De même, les navettes à propulsion électrique en exploitation à Salon-de-Provence ont exigé une formation spécifique. La “mise en mains” est déterminante pour la qualité du service, les performances économiques et la disponibilité du matériel. Par exemple pour les autobus hybrides du réseau Divia, il convient de bien respecter certains protocoles pour l’arrêt des machines sous peine de devoir rebouter tout le système, ce qui est évidemment bien plus long. Certains conducteurs, qui ont dû découvrir leurs machines en les conduisant ne le savaient pas, et il s’est produit un grand nombre d’immobilisations qui auraient pu être évitées si une formation avait été faite en amont.

Les groupes se mettent à avoir leur propre structure de formation!

L’institut Keolis est souvent revenu dans les propos de nos interlocuteurs. Sous ce vocable on retrouve tout simplement l’organisme de formation du groupe Keolis, aussi bien pour les filiales françaises que pour l’international. Il développe des formations et des programmes pédagogiques en interne, mais peut aussi rechercher des organismes qui permettront de répondre aux demandes des filiales.

L’équipe de l’institut Keolis est placée sous la responsabilité de la directrice formation du groupe Keolis. Particularité de cette organisation: elle s’appuie sur des agences régionales, elles-mêmes en lien avec les filiales. C’est un système décentralisé, puisque ce sont aussi ces agences qui mutualisent les savoir-faire entre elles via l’institut Keolis. Elles gèrent le maintien ou le développement de leurs compétences, et leurs équipes de formateurs en région.

Les agences sont à disposition des filiales et peuvent servir de référent sur des sujets comme le juridique ou l’ingénierie financière de la formation, mais aussi assurer tout ou partie de la gestion administrative des formations délivrées par l’institut Keolis aux filiales.

C’est aussi l’institut Keolis qui effectue la formation des formateurs des filiales.

La démarche fait des émules et CarPostal France s’est structuré pour devenir centre de formation agrée. Le groupe dispose de son formateur interne, c’est CarPostal France qui fournit aussi les fonctions support à ses filiales, que ce soit pour les référencements de prestataires, le contenu et les programmes des formations ou l’acquisition des compétences communes.

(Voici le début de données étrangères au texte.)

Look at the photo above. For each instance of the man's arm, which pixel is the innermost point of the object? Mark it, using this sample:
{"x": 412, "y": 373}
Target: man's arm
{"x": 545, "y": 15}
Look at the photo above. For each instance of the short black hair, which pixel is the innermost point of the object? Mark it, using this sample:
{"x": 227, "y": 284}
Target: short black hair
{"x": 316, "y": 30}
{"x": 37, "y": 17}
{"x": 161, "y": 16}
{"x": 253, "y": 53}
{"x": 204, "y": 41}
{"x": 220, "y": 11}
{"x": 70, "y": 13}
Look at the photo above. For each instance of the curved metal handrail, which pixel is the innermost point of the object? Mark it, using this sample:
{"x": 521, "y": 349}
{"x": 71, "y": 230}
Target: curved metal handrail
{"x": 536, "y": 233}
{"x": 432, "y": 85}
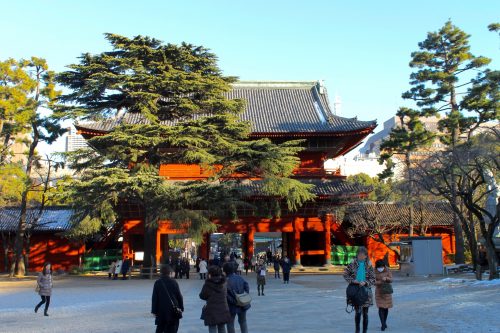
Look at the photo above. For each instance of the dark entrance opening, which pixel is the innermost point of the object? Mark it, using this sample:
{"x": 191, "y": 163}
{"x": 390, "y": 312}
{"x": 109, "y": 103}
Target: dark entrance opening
{"x": 313, "y": 260}
{"x": 312, "y": 241}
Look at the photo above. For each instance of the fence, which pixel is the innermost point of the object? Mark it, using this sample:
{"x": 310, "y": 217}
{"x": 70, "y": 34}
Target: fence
{"x": 99, "y": 260}
{"x": 343, "y": 254}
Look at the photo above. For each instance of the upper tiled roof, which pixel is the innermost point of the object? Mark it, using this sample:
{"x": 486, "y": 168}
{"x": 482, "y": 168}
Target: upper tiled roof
{"x": 427, "y": 214}
{"x": 52, "y": 219}
{"x": 272, "y": 107}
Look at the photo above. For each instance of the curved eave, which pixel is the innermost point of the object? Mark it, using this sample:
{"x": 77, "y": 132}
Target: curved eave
{"x": 89, "y": 132}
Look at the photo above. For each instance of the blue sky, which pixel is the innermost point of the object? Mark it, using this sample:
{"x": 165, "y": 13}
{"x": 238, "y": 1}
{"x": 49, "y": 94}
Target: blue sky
{"x": 360, "y": 48}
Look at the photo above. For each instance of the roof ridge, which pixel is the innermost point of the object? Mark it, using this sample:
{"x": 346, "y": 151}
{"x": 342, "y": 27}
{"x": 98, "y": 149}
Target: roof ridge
{"x": 274, "y": 84}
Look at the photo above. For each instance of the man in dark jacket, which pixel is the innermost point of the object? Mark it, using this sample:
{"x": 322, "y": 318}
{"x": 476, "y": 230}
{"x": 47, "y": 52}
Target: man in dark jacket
{"x": 215, "y": 313}
{"x": 236, "y": 285}
{"x": 166, "y": 294}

Ces initiatives d’intégration ne relèvent pas forcément d’initiatives de grands groupes. Le groupement Réunir a investi dans le programme Cassiopée, un Irisbus Evadys HD aménagé pour faire des formations complètes chez les adhérents. Il sert aussi à faire découvrir le monde du transport routier de voyageurs au grand public. Le cœur de Cassiopée est un simulateur développé spécifiquement par Develter Innovation qui permet, de par la variété des configurations possibles, d’adapter les tests aux formations… et aux publics! Avantage du simulateur, le formateur peut revenir en arrière et décortiquer chaque action du candidat, sans avoir une goutte de pétrole à utiliser!